Aoyama Gakuin University
Tokyo 150, Japan
In the process of conversion to free market systems, tried-and-proven methods of Western firms, such as giving workers bonuses and shares of company stock, have been transplanted to Eastern Europe. In many cases they have not produced the expected results, however, since the conditions prevailing in the Post-Socialist world are considerably different from those in classical Capitalist countries. Some examples will be discussed below.
In free-market countries, allowing workers to become shareholders often enhances their productivity. In the East, however, it has triggered a bankruptcy game; employees intentionally reduce their productivity so that the stock will become cheaper. So do managers who want to or are required to buy stock, and even foreign firms that are engaging in joint ventures with state-owned ones.

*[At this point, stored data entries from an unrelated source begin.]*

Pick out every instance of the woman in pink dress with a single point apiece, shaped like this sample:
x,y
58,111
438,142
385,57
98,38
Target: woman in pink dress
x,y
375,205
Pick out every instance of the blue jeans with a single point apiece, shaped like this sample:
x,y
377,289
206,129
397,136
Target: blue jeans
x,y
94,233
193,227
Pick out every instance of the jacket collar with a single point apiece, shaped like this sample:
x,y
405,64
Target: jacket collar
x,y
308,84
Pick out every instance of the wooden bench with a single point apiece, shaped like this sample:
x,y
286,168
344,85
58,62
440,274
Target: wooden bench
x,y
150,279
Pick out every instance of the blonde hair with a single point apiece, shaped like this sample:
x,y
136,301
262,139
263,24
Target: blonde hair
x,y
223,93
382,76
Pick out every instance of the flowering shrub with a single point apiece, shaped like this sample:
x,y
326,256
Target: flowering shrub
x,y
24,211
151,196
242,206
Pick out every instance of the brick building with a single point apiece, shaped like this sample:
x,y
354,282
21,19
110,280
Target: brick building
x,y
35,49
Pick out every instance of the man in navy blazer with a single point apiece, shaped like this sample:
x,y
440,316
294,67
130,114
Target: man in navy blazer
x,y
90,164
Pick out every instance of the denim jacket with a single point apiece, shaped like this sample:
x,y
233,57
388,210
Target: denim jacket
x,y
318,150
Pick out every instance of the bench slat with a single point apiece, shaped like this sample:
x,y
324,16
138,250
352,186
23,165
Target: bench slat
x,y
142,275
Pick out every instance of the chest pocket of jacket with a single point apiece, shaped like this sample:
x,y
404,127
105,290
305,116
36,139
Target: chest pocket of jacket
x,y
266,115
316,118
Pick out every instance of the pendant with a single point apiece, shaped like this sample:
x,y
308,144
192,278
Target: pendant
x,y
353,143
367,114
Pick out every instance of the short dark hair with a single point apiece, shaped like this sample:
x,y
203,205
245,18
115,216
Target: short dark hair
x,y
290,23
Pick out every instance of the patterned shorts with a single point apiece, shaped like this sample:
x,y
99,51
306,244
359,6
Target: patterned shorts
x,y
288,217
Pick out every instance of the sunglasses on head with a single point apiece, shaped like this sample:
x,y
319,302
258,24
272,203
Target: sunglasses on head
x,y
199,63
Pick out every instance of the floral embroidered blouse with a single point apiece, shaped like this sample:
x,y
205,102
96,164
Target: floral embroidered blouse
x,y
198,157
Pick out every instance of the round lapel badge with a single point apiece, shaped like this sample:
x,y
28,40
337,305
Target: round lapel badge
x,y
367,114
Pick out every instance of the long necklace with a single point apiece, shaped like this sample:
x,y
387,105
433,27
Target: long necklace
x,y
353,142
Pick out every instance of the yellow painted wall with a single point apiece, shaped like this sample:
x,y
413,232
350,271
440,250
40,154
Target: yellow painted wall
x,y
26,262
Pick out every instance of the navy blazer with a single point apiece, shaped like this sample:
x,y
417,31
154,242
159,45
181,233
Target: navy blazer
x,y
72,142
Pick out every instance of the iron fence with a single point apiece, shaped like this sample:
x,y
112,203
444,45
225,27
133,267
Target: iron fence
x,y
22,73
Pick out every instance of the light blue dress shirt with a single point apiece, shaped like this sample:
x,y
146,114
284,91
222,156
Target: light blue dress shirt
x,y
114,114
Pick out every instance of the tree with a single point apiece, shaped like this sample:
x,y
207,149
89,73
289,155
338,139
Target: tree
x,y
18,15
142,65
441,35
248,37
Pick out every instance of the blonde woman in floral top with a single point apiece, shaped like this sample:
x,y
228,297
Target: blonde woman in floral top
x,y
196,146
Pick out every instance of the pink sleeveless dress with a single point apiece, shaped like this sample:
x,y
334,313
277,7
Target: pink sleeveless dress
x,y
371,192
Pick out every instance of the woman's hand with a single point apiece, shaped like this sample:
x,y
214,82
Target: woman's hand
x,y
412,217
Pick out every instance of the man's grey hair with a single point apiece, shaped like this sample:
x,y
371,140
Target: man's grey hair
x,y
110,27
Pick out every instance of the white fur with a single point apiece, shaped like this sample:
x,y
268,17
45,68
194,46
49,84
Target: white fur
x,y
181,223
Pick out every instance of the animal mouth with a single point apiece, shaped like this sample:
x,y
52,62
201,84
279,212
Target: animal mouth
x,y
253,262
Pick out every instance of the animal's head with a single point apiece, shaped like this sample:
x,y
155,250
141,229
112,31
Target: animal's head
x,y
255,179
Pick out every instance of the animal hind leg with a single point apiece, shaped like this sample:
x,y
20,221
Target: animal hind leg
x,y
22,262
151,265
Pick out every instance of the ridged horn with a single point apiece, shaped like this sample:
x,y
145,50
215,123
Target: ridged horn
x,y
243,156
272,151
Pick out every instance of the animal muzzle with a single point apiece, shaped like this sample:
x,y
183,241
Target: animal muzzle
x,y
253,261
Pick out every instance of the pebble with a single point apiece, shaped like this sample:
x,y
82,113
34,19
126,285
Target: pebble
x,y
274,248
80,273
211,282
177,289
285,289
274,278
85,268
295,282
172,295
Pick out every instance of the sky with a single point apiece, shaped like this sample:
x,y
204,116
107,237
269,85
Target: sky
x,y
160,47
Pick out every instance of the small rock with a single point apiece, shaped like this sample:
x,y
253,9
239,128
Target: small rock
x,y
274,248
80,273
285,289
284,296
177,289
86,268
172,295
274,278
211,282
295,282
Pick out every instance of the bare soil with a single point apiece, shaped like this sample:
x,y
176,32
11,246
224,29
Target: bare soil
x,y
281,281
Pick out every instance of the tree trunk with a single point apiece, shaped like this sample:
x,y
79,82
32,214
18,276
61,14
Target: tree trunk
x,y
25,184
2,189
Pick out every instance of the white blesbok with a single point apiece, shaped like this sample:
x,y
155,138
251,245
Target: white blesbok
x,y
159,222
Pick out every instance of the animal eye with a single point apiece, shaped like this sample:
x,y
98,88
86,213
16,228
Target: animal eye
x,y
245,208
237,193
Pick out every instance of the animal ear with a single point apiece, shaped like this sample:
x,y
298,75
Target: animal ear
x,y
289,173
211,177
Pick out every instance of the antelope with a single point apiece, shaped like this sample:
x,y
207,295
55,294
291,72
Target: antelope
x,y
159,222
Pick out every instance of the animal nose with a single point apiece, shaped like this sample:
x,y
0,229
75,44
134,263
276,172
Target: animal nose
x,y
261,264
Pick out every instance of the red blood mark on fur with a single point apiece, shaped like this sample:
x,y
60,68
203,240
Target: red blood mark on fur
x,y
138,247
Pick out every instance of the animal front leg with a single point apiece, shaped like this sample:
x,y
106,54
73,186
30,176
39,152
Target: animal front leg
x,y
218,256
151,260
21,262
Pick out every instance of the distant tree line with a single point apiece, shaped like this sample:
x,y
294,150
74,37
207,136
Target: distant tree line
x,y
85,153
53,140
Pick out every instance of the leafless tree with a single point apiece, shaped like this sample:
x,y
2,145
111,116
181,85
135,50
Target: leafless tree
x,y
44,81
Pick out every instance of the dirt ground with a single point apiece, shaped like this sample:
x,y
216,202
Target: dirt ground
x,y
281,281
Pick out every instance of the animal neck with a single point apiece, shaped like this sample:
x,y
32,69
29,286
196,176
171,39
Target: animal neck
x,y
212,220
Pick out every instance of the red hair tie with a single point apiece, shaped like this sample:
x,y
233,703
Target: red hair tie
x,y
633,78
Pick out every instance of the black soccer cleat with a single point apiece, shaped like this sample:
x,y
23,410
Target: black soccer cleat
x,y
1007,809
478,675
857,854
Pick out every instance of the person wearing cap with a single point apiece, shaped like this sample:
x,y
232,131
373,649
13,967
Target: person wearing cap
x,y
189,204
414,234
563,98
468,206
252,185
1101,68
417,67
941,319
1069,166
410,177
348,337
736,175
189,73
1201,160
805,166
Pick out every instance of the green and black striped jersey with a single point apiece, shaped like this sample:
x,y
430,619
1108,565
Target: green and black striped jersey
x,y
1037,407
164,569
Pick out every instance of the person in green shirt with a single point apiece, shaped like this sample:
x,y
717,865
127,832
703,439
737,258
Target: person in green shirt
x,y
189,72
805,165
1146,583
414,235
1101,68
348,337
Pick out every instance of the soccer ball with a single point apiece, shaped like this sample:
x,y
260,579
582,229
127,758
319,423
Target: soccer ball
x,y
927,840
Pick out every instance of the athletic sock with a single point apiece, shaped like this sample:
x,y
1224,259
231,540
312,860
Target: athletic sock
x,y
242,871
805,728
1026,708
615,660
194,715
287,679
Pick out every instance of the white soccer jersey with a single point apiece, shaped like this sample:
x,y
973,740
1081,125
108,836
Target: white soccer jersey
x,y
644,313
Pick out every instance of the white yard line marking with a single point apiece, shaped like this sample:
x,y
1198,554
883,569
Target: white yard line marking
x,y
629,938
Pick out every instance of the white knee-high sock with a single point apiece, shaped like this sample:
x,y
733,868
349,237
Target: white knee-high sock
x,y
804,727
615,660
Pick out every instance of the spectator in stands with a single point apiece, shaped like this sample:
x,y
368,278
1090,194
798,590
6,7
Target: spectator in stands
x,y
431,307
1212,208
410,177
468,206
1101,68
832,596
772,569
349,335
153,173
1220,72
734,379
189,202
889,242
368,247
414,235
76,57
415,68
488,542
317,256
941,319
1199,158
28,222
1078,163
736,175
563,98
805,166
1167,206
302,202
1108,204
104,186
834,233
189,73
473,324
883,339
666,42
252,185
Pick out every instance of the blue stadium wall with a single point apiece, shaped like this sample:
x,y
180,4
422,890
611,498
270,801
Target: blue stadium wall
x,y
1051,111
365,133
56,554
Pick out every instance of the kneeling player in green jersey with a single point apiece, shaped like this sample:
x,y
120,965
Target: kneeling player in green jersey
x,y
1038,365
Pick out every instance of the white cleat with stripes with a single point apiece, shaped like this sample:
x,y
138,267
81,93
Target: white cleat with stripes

Some Hungarian firms used bonuses to enhance productivity, but for several reasons this approach has proven unsuccessful. First of all, the money was distributed equally, and not on the basis of merit. Besides, managers sometimes withheld a part of the bonus fund to pay workers for special services. The ensuing secret negotiations often led to suspicions and resentments.
Individual Performance Evaluations
Eastern European employees hate written performance records because they remind them of former secret police methods. Besides, at least in Hungary, the evaluations are manipulated. For example, a retiring person might be given a better grade so that he will receive a higher pension. This is even explained to the other workers, who willingly go along with the deception.
In Hungary, the interest rate has exceeded the inflation rate, and has even gone up to 35%. Although this did lead to an increase in domestic savings, the deposits remained inactive and little money has been available for investment. Besides, in order to stimulate imports the government has refrained from adjusting the foreign currency exchange rate to current inflation levels. Foreign firms have been taking advantage of this situation by depositing large amounts of money in Hungary and collecting the interest on them. Thus, although the Hungarian balance of payments is statistically excellent, the level of investment is low.
Nonproductive “service” industry
Although some new businesses have emerged in Eastern Europe, a large proportion of them are in the service sector. It is more profitable to move goods back and forth than to produce them, and besides service enterprises do not require much investment. Therefore the development of the economies in the former Soviet Block has been rather lopsided. The transformation from Communism to a free-market economy in Eastern Europe is an unprecedented situation. Various “surefire” survival strategies that have been tried out have unfortunately proven unsuccessful. Policy makers and business planners must understand the reasons for these failures if they are to adapt effective measures.
That is the challenge for the future.